El movimiento MAP de pedófilos no es real, Pizzagate tampoco

El punto de quiebre fue un video de Caraota Digital, un medio con el nombre de nuestro plato menos agraciado y conformado por tweets semi-pornográficos y noticias recalentadas. La voz de Luis Olavarrieta (de locutor de Ciudad de Saltadilla) con música de suspenso. Ochocientos mil views en Instagram.
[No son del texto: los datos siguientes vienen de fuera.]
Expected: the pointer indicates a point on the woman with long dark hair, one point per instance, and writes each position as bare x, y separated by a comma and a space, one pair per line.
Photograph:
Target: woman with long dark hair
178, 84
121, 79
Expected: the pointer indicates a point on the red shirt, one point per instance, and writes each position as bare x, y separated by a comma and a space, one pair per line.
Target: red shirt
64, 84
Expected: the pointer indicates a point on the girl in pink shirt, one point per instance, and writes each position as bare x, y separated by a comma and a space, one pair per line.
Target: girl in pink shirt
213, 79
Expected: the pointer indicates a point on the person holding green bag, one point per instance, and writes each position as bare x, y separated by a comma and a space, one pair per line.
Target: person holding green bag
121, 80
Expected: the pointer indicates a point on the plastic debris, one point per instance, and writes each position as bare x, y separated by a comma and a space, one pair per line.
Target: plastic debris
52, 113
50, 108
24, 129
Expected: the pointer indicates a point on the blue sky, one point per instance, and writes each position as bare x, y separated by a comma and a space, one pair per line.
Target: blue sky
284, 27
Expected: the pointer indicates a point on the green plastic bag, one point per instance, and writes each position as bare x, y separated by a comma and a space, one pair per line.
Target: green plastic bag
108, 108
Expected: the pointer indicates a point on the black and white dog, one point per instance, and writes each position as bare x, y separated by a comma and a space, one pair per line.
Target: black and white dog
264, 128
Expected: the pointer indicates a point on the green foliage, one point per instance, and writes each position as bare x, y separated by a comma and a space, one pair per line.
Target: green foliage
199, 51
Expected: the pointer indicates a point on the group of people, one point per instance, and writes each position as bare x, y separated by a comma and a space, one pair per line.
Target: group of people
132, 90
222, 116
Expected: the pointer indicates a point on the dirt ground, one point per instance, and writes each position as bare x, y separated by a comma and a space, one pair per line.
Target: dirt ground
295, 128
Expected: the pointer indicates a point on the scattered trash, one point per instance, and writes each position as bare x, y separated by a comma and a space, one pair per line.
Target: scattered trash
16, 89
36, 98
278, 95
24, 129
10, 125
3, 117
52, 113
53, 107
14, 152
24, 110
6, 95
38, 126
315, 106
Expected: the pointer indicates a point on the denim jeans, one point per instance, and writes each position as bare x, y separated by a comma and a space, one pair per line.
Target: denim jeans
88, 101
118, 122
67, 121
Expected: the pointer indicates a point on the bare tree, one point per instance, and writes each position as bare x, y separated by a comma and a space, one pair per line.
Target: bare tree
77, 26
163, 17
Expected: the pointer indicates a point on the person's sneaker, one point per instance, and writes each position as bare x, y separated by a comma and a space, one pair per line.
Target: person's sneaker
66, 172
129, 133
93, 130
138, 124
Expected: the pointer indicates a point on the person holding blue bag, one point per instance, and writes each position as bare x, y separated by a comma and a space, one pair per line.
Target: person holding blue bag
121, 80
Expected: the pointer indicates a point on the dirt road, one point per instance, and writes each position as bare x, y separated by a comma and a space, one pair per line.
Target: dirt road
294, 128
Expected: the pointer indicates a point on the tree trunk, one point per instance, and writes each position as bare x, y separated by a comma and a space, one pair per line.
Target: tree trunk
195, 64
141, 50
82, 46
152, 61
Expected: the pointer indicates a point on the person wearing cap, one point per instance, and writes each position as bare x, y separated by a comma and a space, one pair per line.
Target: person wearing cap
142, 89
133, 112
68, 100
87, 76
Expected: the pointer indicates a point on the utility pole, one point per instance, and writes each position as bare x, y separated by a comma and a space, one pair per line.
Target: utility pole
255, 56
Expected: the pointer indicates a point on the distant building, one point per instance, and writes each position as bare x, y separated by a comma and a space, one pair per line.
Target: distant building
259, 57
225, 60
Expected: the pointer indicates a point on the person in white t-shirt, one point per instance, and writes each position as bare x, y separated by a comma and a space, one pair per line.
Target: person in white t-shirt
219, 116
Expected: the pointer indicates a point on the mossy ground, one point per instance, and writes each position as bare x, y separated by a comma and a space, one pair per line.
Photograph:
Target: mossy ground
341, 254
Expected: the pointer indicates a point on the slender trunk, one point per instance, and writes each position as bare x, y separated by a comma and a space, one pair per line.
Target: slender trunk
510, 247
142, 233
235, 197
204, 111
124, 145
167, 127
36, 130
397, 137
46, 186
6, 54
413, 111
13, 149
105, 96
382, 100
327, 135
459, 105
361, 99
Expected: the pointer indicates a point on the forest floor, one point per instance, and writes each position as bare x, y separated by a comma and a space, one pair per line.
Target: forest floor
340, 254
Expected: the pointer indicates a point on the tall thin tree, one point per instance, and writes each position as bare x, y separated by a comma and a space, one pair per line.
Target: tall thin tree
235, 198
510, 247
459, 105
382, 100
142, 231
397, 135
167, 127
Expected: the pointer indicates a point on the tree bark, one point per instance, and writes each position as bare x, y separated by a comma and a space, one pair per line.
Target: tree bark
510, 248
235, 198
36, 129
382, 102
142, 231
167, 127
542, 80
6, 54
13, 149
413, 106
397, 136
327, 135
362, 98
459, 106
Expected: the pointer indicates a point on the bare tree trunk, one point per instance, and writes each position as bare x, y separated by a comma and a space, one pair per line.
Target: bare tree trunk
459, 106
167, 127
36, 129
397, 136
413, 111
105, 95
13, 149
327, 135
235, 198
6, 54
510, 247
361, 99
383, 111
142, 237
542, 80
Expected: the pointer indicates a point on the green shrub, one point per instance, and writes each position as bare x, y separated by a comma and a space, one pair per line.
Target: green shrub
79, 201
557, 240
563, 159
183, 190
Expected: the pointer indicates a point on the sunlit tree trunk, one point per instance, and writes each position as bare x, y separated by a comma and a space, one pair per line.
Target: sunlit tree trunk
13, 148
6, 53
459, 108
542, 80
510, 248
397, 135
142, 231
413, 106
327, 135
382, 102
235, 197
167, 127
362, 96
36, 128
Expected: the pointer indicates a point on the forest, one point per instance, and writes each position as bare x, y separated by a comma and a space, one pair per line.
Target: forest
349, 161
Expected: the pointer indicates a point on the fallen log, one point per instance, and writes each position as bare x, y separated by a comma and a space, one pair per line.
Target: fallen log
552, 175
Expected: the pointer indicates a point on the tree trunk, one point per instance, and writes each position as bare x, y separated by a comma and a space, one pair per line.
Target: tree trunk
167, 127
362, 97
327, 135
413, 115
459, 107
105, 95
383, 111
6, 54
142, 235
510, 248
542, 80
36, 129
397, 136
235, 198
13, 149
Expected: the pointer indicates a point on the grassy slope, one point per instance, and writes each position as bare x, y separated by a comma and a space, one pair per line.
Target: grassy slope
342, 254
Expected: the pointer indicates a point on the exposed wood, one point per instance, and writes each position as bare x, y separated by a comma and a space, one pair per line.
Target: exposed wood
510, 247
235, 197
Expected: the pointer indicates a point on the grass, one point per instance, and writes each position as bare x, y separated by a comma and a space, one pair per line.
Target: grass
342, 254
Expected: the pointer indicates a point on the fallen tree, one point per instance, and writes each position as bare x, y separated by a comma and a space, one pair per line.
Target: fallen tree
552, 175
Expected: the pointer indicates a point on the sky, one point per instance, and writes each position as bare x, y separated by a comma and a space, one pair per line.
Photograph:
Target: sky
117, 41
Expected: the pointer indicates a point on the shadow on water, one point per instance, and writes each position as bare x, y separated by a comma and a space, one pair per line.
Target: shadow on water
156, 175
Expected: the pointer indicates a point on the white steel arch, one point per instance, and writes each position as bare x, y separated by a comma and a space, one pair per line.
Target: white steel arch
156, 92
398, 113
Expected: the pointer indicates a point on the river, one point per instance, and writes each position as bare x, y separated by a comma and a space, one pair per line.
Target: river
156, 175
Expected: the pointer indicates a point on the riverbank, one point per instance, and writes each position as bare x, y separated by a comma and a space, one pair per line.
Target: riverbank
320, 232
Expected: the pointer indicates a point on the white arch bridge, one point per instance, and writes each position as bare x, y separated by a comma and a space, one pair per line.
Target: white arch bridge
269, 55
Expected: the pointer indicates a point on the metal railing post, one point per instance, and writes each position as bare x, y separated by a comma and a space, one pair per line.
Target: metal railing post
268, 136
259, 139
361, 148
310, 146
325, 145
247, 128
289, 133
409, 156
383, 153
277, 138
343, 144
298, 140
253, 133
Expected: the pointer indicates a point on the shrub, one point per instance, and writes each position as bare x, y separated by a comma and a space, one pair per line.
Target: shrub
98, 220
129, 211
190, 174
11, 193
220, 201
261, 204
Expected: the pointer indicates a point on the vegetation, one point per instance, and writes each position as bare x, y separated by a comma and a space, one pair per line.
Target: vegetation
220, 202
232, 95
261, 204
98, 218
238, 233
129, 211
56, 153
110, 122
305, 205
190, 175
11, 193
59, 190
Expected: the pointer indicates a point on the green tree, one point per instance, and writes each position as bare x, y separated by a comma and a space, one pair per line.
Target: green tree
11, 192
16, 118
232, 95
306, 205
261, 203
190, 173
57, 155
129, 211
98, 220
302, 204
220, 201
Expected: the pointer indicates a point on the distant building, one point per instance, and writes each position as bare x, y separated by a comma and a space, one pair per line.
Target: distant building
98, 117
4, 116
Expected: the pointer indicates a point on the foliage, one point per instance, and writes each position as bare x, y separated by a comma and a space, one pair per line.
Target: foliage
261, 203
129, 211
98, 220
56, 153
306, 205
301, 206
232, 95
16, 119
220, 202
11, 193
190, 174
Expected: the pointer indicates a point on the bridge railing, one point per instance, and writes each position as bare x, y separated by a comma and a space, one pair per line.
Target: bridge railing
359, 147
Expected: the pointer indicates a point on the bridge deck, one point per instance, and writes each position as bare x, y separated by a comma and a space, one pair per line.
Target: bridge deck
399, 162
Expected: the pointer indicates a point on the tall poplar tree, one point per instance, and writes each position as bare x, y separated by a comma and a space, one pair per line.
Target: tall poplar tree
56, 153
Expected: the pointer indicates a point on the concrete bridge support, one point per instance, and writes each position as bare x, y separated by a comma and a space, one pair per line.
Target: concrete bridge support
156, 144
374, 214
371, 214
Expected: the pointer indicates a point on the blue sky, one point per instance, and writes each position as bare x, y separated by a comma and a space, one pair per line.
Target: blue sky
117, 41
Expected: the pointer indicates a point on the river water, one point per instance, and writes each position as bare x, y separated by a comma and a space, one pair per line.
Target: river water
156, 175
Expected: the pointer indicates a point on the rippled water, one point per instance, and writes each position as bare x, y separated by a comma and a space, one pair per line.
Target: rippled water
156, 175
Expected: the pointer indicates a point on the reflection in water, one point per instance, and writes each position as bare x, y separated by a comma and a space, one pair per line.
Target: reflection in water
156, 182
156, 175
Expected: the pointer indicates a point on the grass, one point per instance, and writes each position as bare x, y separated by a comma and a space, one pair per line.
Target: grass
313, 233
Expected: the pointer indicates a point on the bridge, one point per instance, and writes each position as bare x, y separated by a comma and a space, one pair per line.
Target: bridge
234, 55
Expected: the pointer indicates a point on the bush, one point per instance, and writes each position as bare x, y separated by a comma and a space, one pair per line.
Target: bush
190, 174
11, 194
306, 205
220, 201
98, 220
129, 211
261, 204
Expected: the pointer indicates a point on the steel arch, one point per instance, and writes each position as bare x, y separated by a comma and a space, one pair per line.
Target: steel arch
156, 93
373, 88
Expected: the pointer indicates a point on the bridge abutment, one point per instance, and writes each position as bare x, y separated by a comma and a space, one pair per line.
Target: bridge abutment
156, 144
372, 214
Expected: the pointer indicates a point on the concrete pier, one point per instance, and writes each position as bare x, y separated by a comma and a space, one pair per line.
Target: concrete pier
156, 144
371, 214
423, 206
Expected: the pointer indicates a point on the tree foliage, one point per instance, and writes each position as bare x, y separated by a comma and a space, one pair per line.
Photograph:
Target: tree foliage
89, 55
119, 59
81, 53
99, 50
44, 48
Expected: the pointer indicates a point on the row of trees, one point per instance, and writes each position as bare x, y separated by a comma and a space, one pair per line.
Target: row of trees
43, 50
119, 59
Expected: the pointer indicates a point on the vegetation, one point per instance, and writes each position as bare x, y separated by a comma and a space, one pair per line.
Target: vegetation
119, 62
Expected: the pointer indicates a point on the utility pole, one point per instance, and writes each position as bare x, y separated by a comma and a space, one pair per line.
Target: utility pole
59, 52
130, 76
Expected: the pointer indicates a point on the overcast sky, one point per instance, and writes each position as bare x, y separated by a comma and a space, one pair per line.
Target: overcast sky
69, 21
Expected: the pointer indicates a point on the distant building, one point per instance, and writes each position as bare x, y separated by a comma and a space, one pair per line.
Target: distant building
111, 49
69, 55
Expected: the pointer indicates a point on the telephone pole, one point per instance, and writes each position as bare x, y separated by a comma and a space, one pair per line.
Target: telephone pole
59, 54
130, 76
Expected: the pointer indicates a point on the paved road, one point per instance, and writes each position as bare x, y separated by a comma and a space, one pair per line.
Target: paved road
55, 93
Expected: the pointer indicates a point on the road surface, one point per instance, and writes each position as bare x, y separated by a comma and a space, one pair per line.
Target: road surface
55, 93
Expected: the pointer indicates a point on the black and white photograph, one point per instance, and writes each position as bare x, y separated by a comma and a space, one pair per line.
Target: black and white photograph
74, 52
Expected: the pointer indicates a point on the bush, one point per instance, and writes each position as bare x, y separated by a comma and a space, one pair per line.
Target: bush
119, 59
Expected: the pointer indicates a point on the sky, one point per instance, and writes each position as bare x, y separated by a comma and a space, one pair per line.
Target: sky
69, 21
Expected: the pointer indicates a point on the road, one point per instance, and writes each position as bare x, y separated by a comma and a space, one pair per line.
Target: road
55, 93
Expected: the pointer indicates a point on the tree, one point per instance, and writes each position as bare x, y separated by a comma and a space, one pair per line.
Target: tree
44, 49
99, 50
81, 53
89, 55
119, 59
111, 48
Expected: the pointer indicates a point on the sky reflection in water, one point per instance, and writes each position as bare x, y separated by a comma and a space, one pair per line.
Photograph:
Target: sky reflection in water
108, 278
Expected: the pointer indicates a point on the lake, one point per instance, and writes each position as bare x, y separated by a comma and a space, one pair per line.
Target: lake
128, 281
Llueve el video sobre millones de grupos de Whatsapp y –en pánico– lo comparte el radical opositor de Doral, la tía adeca y la vecina chismosa. Mi mamá me lo menciona, un poco hastiada. Mi prima segunda le comenta a Olavarrieta en su cuenta, bendiciéndolo. Mi vecina me lo manda, dudando del contenido. Irrael, el handyman de las redes sociales de pelo platinado y tatuajes a color, hace el suyo: otro video sobre el mismo tema. Más pánico. ¡Los pedófilos vienen por tus hijos! ¡El movimiento MAP, específicamente, con su bandera amarilla, azul y rosa con una franja blanca en el medio! Los pedófilos empujarán, exigirán y legalizarán la pedofilia y tú no podrás hacer a nada.

Nuestro Insólito Universo.

O no.

La leyenda urbana se hace digital en el nuevo milenio. Todos la consumen. La teoría de conspiración, la narrativa infundada se vende como verídica. La flojera mental de la era del clickbait tampoco ayuda.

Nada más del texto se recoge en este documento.